Quick Lit – June 2016
Happy Thursday, friends! This week just seems to be dragging and I am counting down the hours until the weekend. Here’s hoping it gets here soon! Today, I’m linking up with the fabulous Modern Mrs. Darcy for Quick Lit, a monthly reading round up. I’m focusing on the books I’ve finished in June…so far!
Quick Lit: June 2016
In a country teetering on the brink of civil war, two young people meet—sensual, fiercely independent Nadia and gentle, restrained Saeed. They embark on a furtive love affair, and are soon cloistered in a premature intimacy by the unrest roiling their city. When it explodes, turning familiar streets into a patchwork of checkpoints and bomb blasts, they begin to hear whispers about doors—doors that can whisk people far away, if perilously and for a price. As the violence escalates, Nadia and Saeed decide that they no longer have a choice. Leaving their homeland and their old lives behind, they find a door and step through. . . .

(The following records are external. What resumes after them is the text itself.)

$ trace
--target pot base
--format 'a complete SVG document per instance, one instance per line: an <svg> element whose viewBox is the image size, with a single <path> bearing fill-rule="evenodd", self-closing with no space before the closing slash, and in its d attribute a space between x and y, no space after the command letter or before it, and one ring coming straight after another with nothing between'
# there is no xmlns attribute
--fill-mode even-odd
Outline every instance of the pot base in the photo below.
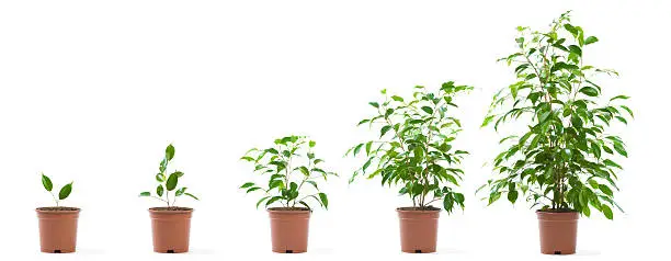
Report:
<svg viewBox="0 0 671 261"><path fill-rule="evenodd" d="M189 252L192 208L155 207L149 208L153 238L153 252Z"/></svg>
<svg viewBox="0 0 671 261"><path fill-rule="evenodd" d="M541 253L573 254L578 235L577 212L536 212Z"/></svg>
<svg viewBox="0 0 671 261"><path fill-rule="evenodd" d="M435 252L439 209L396 209L400 223L401 251L406 253Z"/></svg>
<svg viewBox="0 0 671 261"><path fill-rule="evenodd" d="M310 211L270 208L272 250L275 253L307 252Z"/></svg>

Exit West follows these remarkable characters as they emerge into an alien and uncertain future, struggling to hold on to each other, to their past, to the very sense of who they are. Profoundly intimate and powerfully inventive, it tells an unforgettable story of love, loyalty, and courage that is both completely of our time and for all time.
I finished this book yesterday morning. My expectations were high, based on what I heard from other readers and Book of the Month Club. I came away feeling…eh…about it. I liked it, didn’t love it. It was slow and I didn’t always understand what was going on. However, when I step back and look at the book as a whole, I see parts that I love. This book is beautifully written and will be filed under “good book, but not for me.”
The Commoner by John Burnham Schwartz
In this national bestseller from the author of Reservation Road, a young woman, Haruko, becomes the first nonaristocratic woman to penetrate the Japanese monarchy.
When she marries the Crown Prince of Japan in 1959, Haruko is met with cruelty and suspicion by the Empress, and controlled at every turn as she tries to navigate this mysterious, hermetic world, suffering a nervous breakdown after finally giving birth to a son. Thirty years later, now Empress herself, she plays a crucial role in persuading another young woman to accept the marriage proposal of her son, with tragic consequences. Based on extensive research, The Commoner is a stunning novel about a brutally rarified and controlled existence, and the complex relationship between two isolated women who are truly understood only by each other.
I bought this book as an impulse buy at a book sale for $.50. I love books that take place in Asia and explore other cultures. This one, like Exit West, started a bit slow for me. However, once it picked up I couldn’t put it down. This book is loosely based on a true story, which I loved. I also enjoyed watching how this unconventional love story came together and the highs and lows that resulted because of it. This book also isn’t a day by day account of life, but rather focuses on different, important times within Haruko’s life, which I found helped deepen the story and provide a more birds eye view of the life she lived.
In the early 1900s, teenaged Sunja, the adored daughter of a crippled fisherman, falls for a wealthy stranger at the seashore near her home in Korea. He promises her the world, but when she discovers she is pregnant-and that her lover is married-she refuses to be bought. Instead, she accepts an offer of marriage from a gentle, sickly minister passing through on his way to Japan. But her decision to abandon her home, and to reject her son’s powerful father, sets off a dramatic saga that will echo down through the generations
Read this book. That’s all I can say!
Ok, I can say more. I loved Pachinko. Again, I love books that take place in other cultures. Pachinko is a family saga, following three (four?) generations of a Korean family that migrates to Japan. It explores all types of themes: love, lust, family obligation, wealth, honor, responsibility, truth, secrecy, identity…. I loved the layers and following the lives of the various characters. And I listened to the audiobook and the narrator was fantastic – just a plug for that!
If I Was Your Girl by Meredith Russo
Amanda Hardy is the new girl in school. Like anyone else, all she wants is to make friends and fit in. But Amanda is keeping a secret, and she’s determined not to get too close to anyone.
But when she meets sweet, easygoing Grant, Amanda can’t help but start to let him into her life. As they spend more time together, she realizes just how much she is losing by guarding her heart. She finds herself yearning to share with Grant everything about herself, including her past. But Amanda’s terrified that once she tells him the truth, he won’t be able to see past it.
I borrowed this book a whim from the library because (1) I liked the cover and (2) it had a good review from the author of All The Bright Places. This YA novel is short and a quick read. Overall, I enjoyed it. I liked the main character, Amanda and thought she was relatable. The friendships and love interest were enduring and I found myself racing through the book wanting to figure out how everything would work out…or if it would work out. This would be a great companion read to This Is How It Always Is by Laurie Frankel.